Docker has matured a huge amount in the last 12 months and so has the tooling. With the release of DLite and later Docker for Mac, plus better solutions for CI (more on this later) and AWS; using docker in development and production became much more viable.
Previously, we built debian packages as a unit of deployment and used Vagrant on our development machines. Docker provides a solution that has all the things we liked about debian packages, has declarative dependencies for development and production and allowed us to move away from our bespoke tooling built for debian packages to open source tools built for docker.
Terraform
We started using Terraform in late 2015 but over the last 12-18 months it's become a part of our standard toolset. Terraform allows developers to define infrastructure as code which can then be edited, reviewed, and versioned in the same repository as the application codebase.

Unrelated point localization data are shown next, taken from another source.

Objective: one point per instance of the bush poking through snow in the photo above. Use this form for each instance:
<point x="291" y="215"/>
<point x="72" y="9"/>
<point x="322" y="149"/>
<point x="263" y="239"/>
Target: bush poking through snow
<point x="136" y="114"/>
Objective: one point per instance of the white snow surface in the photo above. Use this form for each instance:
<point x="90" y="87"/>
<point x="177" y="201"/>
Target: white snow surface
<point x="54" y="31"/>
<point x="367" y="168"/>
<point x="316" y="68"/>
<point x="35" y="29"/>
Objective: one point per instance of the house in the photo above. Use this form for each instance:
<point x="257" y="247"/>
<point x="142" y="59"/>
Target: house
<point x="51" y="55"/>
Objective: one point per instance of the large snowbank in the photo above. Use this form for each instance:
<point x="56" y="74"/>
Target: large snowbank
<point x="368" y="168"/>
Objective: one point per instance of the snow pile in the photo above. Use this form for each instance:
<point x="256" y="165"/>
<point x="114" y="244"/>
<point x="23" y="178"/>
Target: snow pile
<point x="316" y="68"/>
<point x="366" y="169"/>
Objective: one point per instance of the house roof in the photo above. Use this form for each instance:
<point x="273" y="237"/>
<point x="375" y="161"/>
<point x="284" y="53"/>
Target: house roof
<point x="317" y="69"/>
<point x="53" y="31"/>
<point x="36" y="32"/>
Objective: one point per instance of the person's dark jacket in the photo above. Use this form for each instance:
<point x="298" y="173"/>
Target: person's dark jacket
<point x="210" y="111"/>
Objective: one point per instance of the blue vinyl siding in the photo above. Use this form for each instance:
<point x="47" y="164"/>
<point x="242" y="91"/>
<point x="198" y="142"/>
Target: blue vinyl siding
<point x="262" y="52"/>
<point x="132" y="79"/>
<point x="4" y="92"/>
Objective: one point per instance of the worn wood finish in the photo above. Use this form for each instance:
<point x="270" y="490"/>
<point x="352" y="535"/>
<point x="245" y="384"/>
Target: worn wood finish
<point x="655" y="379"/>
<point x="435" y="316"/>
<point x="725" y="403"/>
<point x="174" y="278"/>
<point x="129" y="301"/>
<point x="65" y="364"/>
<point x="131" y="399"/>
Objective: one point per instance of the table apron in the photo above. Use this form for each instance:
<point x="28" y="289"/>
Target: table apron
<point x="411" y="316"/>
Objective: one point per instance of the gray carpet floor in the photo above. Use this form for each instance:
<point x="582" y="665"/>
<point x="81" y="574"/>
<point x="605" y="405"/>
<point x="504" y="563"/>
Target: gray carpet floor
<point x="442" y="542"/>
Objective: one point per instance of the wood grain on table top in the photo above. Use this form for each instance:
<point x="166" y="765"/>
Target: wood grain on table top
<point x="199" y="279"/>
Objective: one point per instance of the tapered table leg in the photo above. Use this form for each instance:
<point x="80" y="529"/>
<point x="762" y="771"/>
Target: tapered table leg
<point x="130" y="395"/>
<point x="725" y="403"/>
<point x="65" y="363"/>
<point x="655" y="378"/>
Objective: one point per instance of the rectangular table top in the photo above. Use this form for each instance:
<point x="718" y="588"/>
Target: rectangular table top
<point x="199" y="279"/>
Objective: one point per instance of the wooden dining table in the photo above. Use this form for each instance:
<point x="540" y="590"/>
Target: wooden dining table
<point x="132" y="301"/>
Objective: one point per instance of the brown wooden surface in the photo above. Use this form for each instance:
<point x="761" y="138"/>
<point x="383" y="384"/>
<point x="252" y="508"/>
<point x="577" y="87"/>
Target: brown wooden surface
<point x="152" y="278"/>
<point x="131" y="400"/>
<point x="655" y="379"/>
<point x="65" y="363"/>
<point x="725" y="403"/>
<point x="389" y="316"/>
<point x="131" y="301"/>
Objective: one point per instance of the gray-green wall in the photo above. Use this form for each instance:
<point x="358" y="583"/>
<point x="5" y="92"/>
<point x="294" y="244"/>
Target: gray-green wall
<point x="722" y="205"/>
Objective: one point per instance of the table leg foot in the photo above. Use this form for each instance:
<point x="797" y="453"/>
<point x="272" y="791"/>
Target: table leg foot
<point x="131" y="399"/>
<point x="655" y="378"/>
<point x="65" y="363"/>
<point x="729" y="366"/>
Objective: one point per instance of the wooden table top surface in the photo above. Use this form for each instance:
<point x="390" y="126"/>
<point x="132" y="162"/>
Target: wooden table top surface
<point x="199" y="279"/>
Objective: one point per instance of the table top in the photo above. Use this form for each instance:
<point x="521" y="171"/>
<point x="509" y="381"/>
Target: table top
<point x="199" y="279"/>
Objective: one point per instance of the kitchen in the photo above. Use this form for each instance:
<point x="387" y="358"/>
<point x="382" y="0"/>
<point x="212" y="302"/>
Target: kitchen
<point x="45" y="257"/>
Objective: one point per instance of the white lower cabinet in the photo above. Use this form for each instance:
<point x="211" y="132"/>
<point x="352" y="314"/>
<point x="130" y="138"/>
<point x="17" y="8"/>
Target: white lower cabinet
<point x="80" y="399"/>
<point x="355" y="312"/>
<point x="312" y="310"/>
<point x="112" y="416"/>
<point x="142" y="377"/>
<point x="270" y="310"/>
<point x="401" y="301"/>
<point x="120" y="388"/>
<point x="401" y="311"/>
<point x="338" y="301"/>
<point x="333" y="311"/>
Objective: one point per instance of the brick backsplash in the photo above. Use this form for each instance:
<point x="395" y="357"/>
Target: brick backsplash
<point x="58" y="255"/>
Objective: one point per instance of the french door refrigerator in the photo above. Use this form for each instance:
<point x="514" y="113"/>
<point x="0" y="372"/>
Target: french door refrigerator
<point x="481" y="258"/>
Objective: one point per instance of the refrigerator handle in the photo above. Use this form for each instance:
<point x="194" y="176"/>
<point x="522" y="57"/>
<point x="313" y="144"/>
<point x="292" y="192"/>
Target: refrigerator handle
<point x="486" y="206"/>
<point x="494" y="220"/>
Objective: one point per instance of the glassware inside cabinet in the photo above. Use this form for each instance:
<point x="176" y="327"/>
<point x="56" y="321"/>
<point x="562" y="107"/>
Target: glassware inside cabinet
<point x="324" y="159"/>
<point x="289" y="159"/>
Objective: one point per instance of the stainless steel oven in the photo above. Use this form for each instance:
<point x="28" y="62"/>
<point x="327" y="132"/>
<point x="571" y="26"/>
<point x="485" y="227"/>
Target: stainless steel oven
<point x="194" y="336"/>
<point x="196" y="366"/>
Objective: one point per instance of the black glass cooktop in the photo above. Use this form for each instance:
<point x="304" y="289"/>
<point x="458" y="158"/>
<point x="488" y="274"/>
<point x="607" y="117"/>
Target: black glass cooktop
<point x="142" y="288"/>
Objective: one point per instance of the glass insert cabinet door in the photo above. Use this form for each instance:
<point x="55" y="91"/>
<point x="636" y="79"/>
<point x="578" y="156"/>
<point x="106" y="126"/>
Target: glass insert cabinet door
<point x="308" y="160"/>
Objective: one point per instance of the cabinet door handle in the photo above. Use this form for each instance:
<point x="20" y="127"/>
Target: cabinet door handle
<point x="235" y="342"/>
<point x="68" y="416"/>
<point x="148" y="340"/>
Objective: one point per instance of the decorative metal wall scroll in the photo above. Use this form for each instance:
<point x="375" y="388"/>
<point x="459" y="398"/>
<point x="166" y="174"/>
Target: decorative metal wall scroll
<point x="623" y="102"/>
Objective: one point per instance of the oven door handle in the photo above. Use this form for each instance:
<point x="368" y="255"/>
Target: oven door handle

What we like about Terraform:
- It’s cloud agnostic. Should we decide to move from AWS to Google Cloud Platform or elsewhere in the future, we’re not bound by our toolset.
- HashiCorp Configuration Language (HCL), the syntax of Terraform configurations. It’s lightweight and rapidly grokable by humans which compares more favourably with the complex DSL’s offered by the likes of CloudFormation.
- It has distinct plan and apply stages that allow changes to be previewed before they’re executed.
- Terraform manages infrastructure state by building a dependency graph of dependencies and their relationship. This means that only the “diff” of changes is applied to your production environment.
Segment Stack
In June last year Segment released Segment Stack, their boilerplate configuration for AWS with Terraform. It’s an excellent starting point for most infrastructure projects and is easily customisable. Stack comes with default configurations for networking, auto-scaling, ECS, CloudWatch logging/metrics and a bastion host for SSH access.
What we like about Stack is that it’s a sensible set of defaults and that it’s trivial to take the pieces you want and leave the rest.
Biscuit
Biscuit is a multi-region HA key-value store for AWS infrastructure and application secrets. It allows us to share project specific passwords and secrets amongst the team without having to commit unencrypted keys directly to GitHub. Unlike Vault from HashiCorp, it doesn’t require a server and works with our existing IAM profiles.
What we like about Biscuit:
- Encryption keys are stored in KMS and can be replicated across multiple regions/availability zones for high availability.
- Biscuit works with IAM and grants access to our secrets and specific KMS operations with IAM roles and users. This means we’re managing profiles and access in one place (IAM) and that we can also enforce multi factor authentication.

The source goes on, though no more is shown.